Osteoarthritis, resulting from the wear and tear of your body as you age, affects more than 20 million people in the United States. The pressure of gravity on your joints and surrounding tissues causes physical damage, leading to pain, tenderness, swelling and decreased function. The smooth and glistening covering on the ends of your bones, called articular cartilage, which help your joints glide, may wear thin. Initially, osteoarthritis is not painful and its onset is subtle and gradual, usually involving one or only a few joints. The joints most often affected are the knee, hip and hand. In some instances, joint replacement (arthroplasty) of the hip or knee may be recommended to treat osteoarthritis.
Our Approach to Osteoarthritis of the Hip
When treating hip osteoarthritis, our goals are to relieve pain and restore normal movement. Treating the condition early, with nonsurgical options such as medication and physical therapy, can slow cartilage degeneration, minimize pain and preserve function.

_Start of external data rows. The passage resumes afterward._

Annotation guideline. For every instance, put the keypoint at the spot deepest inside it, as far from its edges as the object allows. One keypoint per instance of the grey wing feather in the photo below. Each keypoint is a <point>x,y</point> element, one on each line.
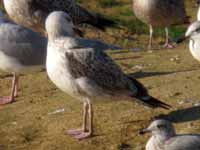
<point>28,47</point>
<point>97,45</point>
<point>98,67</point>
<point>78,13</point>
<point>184,142</point>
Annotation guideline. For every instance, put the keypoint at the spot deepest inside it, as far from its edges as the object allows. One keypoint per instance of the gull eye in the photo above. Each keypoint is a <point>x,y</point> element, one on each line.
<point>68,19</point>
<point>161,126</point>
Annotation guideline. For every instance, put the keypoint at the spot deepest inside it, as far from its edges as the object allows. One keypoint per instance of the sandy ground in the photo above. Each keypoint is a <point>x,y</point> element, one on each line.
<point>41,114</point>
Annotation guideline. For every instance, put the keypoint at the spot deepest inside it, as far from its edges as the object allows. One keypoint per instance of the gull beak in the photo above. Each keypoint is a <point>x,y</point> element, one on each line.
<point>144,131</point>
<point>78,32</point>
<point>181,39</point>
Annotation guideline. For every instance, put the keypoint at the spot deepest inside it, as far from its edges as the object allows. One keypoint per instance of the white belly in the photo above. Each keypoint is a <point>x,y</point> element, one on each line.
<point>58,73</point>
<point>195,49</point>
<point>10,64</point>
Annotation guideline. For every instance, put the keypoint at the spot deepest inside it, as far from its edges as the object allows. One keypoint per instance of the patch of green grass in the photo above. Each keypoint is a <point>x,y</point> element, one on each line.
<point>108,3</point>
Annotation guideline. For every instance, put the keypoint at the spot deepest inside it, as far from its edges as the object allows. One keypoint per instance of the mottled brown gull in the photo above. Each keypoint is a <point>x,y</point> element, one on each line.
<point>21,50</point>
<point>32,13</point>
<point>160,13</point>
<point>164,137</point>
<point>87,73</point>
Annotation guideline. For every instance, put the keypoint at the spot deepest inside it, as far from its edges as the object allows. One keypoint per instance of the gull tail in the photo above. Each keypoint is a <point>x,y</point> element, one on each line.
<point>144,98</point>
<point>102,23</point>
<point>187,20</point>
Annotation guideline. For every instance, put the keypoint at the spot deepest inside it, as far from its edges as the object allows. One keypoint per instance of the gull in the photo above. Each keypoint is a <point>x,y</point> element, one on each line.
<point>32,13</point>
<point>193,34</point>
<point>160,13</point>
<point>21,50</point>
<point>198,13</point>
<point>164,137</point>
<point>87,73</point>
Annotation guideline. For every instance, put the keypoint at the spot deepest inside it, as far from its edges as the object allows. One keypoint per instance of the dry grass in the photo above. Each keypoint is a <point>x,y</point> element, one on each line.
<point>170,75</point>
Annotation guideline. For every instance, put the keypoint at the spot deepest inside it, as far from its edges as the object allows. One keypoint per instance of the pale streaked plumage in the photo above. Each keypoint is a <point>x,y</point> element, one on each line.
<point>160,13</point>
<point>198,13</point>
<point>32,13</point>
<point>21,50</point>
<point>193,33</point>
<point>87,73</point>
<point>164,137</point>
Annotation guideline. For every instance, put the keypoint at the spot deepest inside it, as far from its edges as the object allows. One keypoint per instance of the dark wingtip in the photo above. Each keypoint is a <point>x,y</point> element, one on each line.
<point>157,103</point>
<point>102,23</point>
<point>154,103</point>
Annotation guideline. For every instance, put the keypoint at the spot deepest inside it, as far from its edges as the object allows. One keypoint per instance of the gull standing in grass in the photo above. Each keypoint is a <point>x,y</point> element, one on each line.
<point>86,73</point>
<point>32,13</point>
<point>193,33</point>
<point>160,13</point>
<point>198,13</point>
<point>21,50</point>
<point>164,137</point>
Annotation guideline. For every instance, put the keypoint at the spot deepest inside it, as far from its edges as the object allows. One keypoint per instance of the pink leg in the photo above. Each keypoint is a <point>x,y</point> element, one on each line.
<point>81,134</point>
<point>9,99</point>
<point>167,43</point>
<point>75,132</point>
<point>150,37</point>
<point>16,87</point>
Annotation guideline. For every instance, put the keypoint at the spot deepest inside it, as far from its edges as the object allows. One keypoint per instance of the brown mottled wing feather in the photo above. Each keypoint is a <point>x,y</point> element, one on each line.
<point>174,10</point>
<point>79,14</point>
<point>98,67</point>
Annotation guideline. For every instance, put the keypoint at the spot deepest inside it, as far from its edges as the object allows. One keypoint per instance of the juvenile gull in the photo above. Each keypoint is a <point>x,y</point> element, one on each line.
<point>21,50</point>
<point>164,137</point>
<point>87,73</point>
<point>193,33</point>
<point>198,13</point>
<point>160,13</point>
<point>32,13</point>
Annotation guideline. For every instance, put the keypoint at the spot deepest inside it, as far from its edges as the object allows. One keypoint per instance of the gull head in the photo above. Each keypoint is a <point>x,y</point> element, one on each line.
<point>193,29</point>
<point>59,23</point>
<point>160,128</point>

If the arthritis is already severe, joint replacement surgery can help, eliminating pain and improving the ability to walk.
UCSF's team of highly trained orthopedic surgeons includes specialists in joint replacement. Using the latest techniques and technology, they perform more than 800 hip and knee procedures each year on patients who come to UCSF from all over the world.
Awards & recognition
Among the top hospitals in the nation
One of the nation's best for orthopedic care
Rated high-performing hospital for hip replacement
Signs & symptoms
Your first sign may be a bit of discomfort and stiffness in your groin, buttock, or thigh when you wake up in the morning. The pain flares when you are active and gets better when you rest. If you do not get treatment for osteoarthritis of the hip, the condition keeps getting worse until resting no longer relieves your pain. The hip joint gets stiff and inflamed. Bone spurs might build up at the edges of the joint. When the cartilage wears away completely, bones rub directly against each other. This makes it very painful for you to move. You may lose the ability to rotate, flex or extend your hip. If you become less active to avoid the pain the muscles controlling your joint get weak, and you may start to limp.
Your doctor will determine how much the disease has progressed. Describe your symptoms and when they began. Your doctor may rotate, flex and extend your hips to check for pain. He or she may want you to walk or stand on one leg to see how your hips line up. Both hips will probably be X-rayed to check if hip joint space has changed, and if you have developed bone spurs or other abnormalities.
While you can't reverse the effects of osteoarthritis, early treatment may help you avoid pain and disability and slow progression of the disease. Surgery may help if your condition is already severe. If you have early stages of osteoarthritis of the hip, the first treatments may include:
- Resting your hip from overuse
- Following a physical therapy program of gentle, regular exercise like swimming, water aerobics or cycling to keep your joint functioning and improve its strength and range of motion
- Using nonsteroidal anti-inflammatory medications like ibuprofen for pain
- Getting enough sleep each night
In later stages of osteoarthritis, your hip joint hurts when you rest at night or your hip may be severely deformed. Your doctor may recommend total hip replacement surgery or arthroplasty. A two-piece ball and socket will replace your hip joint. This will cure your pain and improve your ability to walk. You may need crutches or a walker for a time after surgery. Rehabilitation is important to restore your hip's flexibility and to work your muscles back into shape.
UCSF Health medical specialists have reviewed this information. It is for educational purposes only and is not intended to replace the advice of your doctor or other health care provider. We encourage you to discuss any questions or concerns you may have with your provider.